Glielo si legge in faccia che si sente il padrone di casa, che mal sopporta i turisti che violano quel luogo con il loro sudore, con le loro macchine fotografiche e con quelle vesti che mostrano le gambe delle donne, che sono perdute, che danno la perdizione. Fosse per lui le scaccerebbe tutte con il suo bastone perché lui lo sa, chi porta la scodella del diavolo fa perdere la santità dell’uomo.

La sua casa deve rimanere pura, pura come le sue convinzioni, come il dio a sua immagine e somiglianza che assolve chi lo santifica ciecamente e danna invece chi del dubbio ne fa ragione di vita. Quel monaco non ha incertezze, con il suo bastone dispensa e divide, tasta e impone e nell’agitarlo tra sé talvolta a mezz’aria, tradisce il suo pensiero di cupo rancore.

Ha visto due ragazzi, aria da studenti curiosi e rilassati che si sorridono spesso. Lei in gonna pantalone, corta quanto la giovane età richiede e una maglietta che pur appena scollata, riesce a malapena a contenere con discrezione il seno fresco dei vent’anni. Lui, della stessa età, con spessi occhiali e il viso di chi si divide tra libri e sogni, indossa una maglietta simile a quella della sua compagna, il cui però unico pregio è quello di mettere in mostra la corporatura esile di chi con lo sport non ha mai poi tanto legato.

Sono seduti su una panca all’inizio del presbiterio e danno le spalle all’altare maggiore, lui con la mano indica uno dei grandi quadri del transetto, le dice qualcosa con aria soddisfatta mentre lei lo guarda tra l’ammirato e il divertito.

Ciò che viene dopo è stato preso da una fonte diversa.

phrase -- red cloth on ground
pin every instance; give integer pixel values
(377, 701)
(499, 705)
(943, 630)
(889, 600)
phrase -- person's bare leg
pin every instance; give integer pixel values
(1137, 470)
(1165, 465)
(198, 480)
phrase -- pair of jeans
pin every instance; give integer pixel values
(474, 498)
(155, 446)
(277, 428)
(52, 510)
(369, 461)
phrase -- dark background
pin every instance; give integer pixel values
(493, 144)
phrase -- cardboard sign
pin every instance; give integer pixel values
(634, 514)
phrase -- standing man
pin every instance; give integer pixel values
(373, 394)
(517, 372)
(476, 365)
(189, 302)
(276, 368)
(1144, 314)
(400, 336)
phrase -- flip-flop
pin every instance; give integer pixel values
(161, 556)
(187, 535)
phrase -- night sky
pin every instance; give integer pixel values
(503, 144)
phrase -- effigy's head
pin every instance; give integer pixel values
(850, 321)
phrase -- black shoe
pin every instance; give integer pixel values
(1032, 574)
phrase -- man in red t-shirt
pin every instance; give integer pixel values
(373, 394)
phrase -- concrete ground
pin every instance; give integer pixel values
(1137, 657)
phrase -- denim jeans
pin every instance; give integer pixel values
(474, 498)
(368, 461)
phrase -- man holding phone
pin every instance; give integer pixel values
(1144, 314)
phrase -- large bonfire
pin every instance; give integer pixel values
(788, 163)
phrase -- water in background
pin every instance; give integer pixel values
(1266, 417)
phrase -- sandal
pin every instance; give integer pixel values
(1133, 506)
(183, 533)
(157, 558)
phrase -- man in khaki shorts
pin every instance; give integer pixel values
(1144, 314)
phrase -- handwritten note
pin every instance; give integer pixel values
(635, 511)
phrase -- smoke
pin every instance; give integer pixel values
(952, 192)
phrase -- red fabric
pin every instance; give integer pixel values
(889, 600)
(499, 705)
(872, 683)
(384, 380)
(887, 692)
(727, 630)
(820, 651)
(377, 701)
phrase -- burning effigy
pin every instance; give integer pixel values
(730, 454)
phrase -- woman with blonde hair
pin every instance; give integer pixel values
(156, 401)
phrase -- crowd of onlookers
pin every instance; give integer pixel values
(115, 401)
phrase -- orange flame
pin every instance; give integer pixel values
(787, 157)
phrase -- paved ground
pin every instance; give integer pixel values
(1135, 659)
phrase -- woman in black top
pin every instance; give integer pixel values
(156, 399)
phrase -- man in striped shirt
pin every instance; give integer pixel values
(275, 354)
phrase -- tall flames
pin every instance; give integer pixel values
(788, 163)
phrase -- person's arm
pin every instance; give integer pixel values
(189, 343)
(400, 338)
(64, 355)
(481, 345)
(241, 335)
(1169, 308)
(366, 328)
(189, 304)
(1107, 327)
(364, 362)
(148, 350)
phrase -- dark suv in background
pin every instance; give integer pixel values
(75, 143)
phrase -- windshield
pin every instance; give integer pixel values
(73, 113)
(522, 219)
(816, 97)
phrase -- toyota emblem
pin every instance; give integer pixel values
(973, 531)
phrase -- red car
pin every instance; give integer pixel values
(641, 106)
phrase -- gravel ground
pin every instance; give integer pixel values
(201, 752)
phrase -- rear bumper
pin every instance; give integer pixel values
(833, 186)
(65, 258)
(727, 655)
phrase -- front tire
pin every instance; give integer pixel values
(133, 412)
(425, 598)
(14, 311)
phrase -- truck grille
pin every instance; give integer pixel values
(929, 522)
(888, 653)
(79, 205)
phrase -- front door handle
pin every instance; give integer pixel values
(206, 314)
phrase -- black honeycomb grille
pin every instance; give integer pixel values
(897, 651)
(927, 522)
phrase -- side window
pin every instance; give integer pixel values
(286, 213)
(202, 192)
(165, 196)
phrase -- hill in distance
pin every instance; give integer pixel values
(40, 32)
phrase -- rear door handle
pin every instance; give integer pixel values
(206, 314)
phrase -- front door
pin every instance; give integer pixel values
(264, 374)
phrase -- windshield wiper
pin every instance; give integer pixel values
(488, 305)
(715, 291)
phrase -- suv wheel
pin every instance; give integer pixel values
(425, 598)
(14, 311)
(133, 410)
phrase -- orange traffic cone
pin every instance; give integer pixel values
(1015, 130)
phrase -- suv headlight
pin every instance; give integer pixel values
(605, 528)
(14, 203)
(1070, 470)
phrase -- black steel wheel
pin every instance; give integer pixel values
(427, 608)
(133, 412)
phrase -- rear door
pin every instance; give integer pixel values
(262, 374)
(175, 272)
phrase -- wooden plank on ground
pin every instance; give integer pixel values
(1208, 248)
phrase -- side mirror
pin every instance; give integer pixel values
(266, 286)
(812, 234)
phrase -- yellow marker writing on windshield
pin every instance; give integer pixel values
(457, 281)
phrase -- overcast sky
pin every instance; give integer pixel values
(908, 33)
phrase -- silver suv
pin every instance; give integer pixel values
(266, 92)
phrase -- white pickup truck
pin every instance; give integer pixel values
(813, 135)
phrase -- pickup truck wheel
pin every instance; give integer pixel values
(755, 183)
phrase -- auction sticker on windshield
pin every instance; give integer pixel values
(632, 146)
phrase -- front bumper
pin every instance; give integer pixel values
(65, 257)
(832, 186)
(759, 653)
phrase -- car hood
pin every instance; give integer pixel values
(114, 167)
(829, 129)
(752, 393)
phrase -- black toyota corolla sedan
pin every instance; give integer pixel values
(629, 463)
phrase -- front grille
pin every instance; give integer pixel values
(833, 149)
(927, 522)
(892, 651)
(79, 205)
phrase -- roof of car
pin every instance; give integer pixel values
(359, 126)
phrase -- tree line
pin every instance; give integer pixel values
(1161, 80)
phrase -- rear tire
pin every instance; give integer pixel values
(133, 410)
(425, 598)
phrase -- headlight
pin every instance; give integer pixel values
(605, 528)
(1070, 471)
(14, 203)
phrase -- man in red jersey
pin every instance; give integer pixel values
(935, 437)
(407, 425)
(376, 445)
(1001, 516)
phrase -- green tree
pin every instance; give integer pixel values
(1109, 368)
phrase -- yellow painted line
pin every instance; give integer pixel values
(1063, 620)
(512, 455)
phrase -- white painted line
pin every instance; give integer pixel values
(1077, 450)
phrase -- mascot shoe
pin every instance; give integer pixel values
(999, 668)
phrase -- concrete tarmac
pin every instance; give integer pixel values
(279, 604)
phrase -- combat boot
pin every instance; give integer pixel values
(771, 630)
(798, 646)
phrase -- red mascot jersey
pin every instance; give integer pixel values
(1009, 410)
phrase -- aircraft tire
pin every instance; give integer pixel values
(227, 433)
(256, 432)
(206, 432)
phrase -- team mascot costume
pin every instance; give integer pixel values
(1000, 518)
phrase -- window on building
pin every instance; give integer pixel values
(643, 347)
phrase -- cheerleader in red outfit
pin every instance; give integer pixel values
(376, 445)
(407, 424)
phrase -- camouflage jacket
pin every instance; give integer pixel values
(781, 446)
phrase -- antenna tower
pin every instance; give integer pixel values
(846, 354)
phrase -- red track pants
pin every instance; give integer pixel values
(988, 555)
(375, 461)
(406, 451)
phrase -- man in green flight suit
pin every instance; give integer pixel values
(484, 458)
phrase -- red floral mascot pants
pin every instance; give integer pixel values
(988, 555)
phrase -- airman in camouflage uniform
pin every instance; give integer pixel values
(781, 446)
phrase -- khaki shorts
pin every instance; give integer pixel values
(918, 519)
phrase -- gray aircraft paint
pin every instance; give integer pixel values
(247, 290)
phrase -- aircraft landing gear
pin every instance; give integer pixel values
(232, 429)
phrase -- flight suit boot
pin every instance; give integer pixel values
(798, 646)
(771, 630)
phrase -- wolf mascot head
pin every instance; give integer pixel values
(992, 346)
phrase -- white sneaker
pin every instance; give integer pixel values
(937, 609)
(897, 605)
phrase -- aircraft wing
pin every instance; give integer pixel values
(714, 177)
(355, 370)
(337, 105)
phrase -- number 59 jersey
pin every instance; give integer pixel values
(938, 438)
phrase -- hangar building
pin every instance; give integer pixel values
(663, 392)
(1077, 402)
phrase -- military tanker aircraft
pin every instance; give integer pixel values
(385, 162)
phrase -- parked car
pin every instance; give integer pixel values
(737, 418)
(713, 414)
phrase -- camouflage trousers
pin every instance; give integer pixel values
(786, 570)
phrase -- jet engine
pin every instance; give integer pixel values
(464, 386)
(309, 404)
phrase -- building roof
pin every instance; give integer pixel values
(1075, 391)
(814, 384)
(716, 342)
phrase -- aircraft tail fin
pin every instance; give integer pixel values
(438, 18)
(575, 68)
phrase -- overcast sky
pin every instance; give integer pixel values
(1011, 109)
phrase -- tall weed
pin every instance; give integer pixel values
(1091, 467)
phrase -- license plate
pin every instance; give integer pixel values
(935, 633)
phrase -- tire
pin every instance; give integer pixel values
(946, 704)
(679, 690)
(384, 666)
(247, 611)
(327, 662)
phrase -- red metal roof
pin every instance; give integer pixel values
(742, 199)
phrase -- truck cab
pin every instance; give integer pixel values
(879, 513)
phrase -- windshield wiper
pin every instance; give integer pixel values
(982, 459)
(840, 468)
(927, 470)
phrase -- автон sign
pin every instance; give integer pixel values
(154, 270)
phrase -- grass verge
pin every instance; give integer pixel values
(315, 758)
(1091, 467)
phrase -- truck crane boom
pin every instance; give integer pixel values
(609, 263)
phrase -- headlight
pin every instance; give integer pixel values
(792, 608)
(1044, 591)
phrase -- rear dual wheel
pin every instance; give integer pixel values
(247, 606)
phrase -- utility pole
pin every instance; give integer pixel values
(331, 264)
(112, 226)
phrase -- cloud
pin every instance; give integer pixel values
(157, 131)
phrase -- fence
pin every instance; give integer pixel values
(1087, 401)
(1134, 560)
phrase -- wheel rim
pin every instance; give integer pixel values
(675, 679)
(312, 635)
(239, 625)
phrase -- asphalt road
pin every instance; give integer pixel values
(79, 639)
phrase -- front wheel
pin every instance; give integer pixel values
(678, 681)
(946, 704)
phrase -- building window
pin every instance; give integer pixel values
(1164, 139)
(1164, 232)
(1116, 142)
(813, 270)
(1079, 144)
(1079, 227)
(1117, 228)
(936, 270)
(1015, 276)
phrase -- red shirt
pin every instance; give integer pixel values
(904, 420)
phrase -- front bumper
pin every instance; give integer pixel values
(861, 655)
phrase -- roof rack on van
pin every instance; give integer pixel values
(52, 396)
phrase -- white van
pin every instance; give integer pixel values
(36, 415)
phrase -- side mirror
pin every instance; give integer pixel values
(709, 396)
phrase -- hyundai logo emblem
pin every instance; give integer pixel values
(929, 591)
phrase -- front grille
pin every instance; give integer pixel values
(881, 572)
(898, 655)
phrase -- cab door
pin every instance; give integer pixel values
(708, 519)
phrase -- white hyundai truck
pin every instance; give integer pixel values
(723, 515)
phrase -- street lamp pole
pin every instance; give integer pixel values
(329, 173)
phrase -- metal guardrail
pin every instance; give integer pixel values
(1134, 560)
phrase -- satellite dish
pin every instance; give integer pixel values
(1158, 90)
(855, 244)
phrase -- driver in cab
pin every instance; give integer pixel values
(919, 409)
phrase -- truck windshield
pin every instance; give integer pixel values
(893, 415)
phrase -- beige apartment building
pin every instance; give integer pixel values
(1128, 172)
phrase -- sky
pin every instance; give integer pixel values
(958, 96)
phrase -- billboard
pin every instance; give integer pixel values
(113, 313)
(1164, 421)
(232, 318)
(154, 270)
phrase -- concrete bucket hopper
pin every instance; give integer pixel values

Il monaco si accosta con la rapidità che gli permette il suo stare deformemente ripiegato sul lato sinistro, cammina senza poggiare per terra il suo bastone, anzi lo protende in avanti come a scavare un solco, come a fendere l’aria. Si accosta ai due ragazzi e vedo che dice qualcosa, purtroppo sono distanti e non riesco a sentire, agita il bastone e per quanto lo tenga basso, i suoi movimenti hanno del minaccioso e autoritario.